Amerikalıların yüceliğiydi Şili
daha da yücelecek zamanla.
Ve Neruda'nın şiirleri,
köpükler üstünde martılar gibi
binlerce yıl ses verecek
sonsuzluğun ötesinde.

Çatışma sürüyor şimdi kanda.
Bir kıvılcım oldu sonun,
ışıl ışıl tutuşturdu bizi,
senin o ateşten şiirlerin
yakacak zalimleri, hainleri, uşakları.
Kimse öldü demesin sana,
dirisin sen, yaşıyorsun!
Söylüyorum işte bir daha, bir daha:
okunduğu zaman yoklamada Şili'nin adı,
sen bağıracaksın: BURADA!


Miguel Angel Asturias
Çeviren: Ülkü Tamer

18 Ekim 2017 Çarşamba

Gidelim Yurdum

Özgürlük yurdumla buluştu bir gün
Sabahın başladığı kavşakta yeniden
Umut çiçekleriydi ellerinde çocukların
Bir gizli güçle uyanan her başakta
Yürüdü yüce yurdum ben tuttum ellerinden.

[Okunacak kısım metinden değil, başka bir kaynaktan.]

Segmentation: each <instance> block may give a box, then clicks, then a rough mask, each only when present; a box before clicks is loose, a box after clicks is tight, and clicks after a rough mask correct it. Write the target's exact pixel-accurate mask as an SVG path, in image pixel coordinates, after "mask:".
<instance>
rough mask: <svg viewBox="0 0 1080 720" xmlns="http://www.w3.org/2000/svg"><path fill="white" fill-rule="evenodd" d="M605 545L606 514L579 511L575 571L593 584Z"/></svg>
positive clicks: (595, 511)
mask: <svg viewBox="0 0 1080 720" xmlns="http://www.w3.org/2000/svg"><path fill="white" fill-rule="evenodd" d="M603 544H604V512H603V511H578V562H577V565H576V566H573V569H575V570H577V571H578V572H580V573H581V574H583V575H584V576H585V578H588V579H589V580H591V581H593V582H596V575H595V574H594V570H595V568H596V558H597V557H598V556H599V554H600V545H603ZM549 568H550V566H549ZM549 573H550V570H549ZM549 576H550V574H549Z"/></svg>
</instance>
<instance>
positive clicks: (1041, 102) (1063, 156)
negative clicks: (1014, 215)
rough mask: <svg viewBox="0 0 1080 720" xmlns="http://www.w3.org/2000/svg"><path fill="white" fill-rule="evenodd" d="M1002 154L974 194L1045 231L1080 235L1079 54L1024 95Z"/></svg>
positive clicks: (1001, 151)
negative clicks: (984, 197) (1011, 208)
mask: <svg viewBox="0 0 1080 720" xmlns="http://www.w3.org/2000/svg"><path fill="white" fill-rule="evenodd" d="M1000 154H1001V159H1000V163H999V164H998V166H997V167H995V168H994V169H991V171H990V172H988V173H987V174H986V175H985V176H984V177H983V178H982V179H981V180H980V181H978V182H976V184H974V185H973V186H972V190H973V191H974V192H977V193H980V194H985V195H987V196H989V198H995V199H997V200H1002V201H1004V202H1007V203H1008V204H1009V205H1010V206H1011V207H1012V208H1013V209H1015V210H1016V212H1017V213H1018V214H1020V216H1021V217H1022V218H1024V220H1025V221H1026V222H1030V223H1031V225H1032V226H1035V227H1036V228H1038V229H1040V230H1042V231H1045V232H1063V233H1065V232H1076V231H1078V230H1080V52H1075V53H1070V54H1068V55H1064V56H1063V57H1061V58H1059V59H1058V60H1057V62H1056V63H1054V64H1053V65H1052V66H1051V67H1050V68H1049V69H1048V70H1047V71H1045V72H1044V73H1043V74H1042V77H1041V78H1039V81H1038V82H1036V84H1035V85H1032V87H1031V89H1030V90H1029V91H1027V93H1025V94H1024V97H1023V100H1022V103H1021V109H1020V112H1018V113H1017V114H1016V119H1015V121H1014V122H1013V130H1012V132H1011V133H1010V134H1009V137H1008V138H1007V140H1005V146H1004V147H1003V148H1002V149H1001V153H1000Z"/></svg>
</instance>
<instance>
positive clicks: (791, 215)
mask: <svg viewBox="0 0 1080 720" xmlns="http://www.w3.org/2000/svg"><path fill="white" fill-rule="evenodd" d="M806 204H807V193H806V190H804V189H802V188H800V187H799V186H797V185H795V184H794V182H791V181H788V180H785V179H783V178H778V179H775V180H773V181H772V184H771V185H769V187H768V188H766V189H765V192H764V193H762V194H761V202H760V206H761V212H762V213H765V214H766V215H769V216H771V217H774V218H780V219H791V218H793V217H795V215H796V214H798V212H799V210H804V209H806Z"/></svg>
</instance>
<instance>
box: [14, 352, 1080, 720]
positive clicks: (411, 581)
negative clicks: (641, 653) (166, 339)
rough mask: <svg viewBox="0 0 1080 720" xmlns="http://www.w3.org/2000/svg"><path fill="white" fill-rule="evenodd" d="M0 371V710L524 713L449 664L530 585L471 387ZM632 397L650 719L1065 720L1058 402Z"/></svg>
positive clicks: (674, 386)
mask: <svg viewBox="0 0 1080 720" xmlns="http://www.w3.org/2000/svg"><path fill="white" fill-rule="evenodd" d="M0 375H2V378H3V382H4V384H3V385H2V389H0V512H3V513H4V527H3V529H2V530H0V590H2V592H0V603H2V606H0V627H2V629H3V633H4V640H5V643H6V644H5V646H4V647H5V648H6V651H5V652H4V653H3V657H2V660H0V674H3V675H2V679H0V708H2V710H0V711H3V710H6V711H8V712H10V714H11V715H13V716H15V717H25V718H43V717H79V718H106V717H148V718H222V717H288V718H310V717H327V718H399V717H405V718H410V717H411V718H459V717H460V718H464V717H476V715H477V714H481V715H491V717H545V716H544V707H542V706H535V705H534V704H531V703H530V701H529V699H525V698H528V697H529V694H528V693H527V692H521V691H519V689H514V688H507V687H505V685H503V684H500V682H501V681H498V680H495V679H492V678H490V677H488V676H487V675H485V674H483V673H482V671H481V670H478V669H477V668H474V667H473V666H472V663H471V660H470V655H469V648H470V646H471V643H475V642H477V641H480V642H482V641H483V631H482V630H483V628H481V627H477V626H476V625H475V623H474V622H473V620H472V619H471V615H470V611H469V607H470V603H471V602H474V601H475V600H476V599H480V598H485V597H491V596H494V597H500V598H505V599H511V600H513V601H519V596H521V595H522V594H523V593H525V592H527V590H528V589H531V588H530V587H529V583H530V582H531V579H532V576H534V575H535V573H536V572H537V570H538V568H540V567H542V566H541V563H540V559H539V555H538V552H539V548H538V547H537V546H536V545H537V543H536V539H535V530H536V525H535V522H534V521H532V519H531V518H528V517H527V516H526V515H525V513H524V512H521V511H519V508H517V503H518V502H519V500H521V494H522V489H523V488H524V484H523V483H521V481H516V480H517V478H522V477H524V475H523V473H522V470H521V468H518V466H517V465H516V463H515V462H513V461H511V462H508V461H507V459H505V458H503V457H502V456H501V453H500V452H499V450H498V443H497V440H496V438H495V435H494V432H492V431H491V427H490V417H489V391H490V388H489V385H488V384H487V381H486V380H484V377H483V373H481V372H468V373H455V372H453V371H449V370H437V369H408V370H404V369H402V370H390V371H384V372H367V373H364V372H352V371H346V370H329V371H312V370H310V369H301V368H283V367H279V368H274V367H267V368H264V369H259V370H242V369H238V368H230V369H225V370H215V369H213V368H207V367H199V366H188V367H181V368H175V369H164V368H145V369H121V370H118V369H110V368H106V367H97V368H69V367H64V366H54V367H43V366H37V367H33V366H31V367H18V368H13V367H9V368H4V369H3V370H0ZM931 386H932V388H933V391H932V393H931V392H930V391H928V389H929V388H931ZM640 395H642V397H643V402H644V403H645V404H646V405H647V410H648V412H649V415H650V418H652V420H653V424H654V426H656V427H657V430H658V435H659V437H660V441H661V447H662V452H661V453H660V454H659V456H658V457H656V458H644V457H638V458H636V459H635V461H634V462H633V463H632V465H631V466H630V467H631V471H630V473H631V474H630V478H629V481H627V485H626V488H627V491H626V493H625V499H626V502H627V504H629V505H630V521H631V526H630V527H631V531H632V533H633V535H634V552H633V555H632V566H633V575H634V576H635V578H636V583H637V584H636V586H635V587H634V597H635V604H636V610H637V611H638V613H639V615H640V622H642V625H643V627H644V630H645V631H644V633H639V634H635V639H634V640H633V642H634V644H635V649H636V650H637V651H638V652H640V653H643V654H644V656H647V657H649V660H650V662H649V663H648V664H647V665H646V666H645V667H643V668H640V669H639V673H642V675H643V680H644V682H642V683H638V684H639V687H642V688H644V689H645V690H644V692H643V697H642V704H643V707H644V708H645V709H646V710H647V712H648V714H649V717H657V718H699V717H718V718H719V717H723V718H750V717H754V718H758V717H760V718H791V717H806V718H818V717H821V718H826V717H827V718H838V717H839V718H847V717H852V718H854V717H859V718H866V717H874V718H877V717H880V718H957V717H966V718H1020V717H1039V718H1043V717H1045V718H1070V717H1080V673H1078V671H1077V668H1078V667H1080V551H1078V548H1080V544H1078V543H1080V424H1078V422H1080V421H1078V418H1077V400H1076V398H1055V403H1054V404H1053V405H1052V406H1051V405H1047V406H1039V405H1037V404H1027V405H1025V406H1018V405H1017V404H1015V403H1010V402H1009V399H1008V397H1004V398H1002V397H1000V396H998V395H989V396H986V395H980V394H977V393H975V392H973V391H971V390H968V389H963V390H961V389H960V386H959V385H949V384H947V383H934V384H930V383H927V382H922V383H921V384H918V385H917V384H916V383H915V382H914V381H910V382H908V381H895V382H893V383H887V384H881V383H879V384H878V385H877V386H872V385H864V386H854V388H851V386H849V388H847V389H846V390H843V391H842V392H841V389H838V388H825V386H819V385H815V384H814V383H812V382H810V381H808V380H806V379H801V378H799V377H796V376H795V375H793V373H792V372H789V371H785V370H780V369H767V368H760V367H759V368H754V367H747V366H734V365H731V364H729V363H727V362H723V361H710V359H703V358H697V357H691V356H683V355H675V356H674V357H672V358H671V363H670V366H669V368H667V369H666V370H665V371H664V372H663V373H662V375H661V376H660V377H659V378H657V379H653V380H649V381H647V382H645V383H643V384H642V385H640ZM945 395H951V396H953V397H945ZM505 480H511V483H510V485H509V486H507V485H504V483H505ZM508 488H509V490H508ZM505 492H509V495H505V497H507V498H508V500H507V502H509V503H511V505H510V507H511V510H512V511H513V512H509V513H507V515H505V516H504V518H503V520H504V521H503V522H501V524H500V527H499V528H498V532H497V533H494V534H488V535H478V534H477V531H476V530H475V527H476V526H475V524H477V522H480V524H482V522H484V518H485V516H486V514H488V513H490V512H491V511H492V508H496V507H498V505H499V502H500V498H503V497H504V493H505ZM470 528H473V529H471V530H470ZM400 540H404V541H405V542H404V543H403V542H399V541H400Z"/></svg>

Senin için haykırdım geleceğin türküsünü
En saygın öyküleri sana adadım
Sen göresin diye sundum gözlerimi
Gencecik ölüler senin için can verdiler
Bayrağı götüren o kutsal dirençti
Geldiler dağlardan geleceğe yüceldiler

Anmak adını yaşamak gibiydi
Üzgülerden, acıdan, işkenceden bir anı
Kavramların çoğalttığı bir ulu ülküde
Her gülümseyişle direncimi bileyin.

Sen gündoğumlarının uyandığı çizgisin
Ağrılı gecelerden yorgun düşen savaşçı
Sevgisin sen, sen yücesin, yurdumsun sen
Satılmış kalemlere direnen gücümsün
Korkusun işbirlikçilere, zorbalığa yenilgisin
Senin adınla gönenir başkaldırı.


Otto Rene Castillo
Çeviren: Engin Aşkın

17 Ekim 2017 Salı

Gel Yürüyelim Yurdum

Gel yürüyelim birlikte, yüce yurdum
Gel yanıbaşımda ol, seni duyayım
Ta en derinlerden söyleşelim birlikte
Bir yudum sunsan yeter
Bana acı kahvenden.

Ben sana söz verdim ey ulu toprak,
Gözlerimi vereceğim sen göresin diye
Sesimi adayacağım ilkelerin adına
Sen şarkı şarkı, haykırasın diye
Öleceğim hiç korkmadan, ne zaman gerekirse
Sen sonsuza kadar yaşayasın diye
Sen parlayacaksın bütün gündoğumlarında bir gün
Her çiçek kümesinde, mezarımdan fışkıran.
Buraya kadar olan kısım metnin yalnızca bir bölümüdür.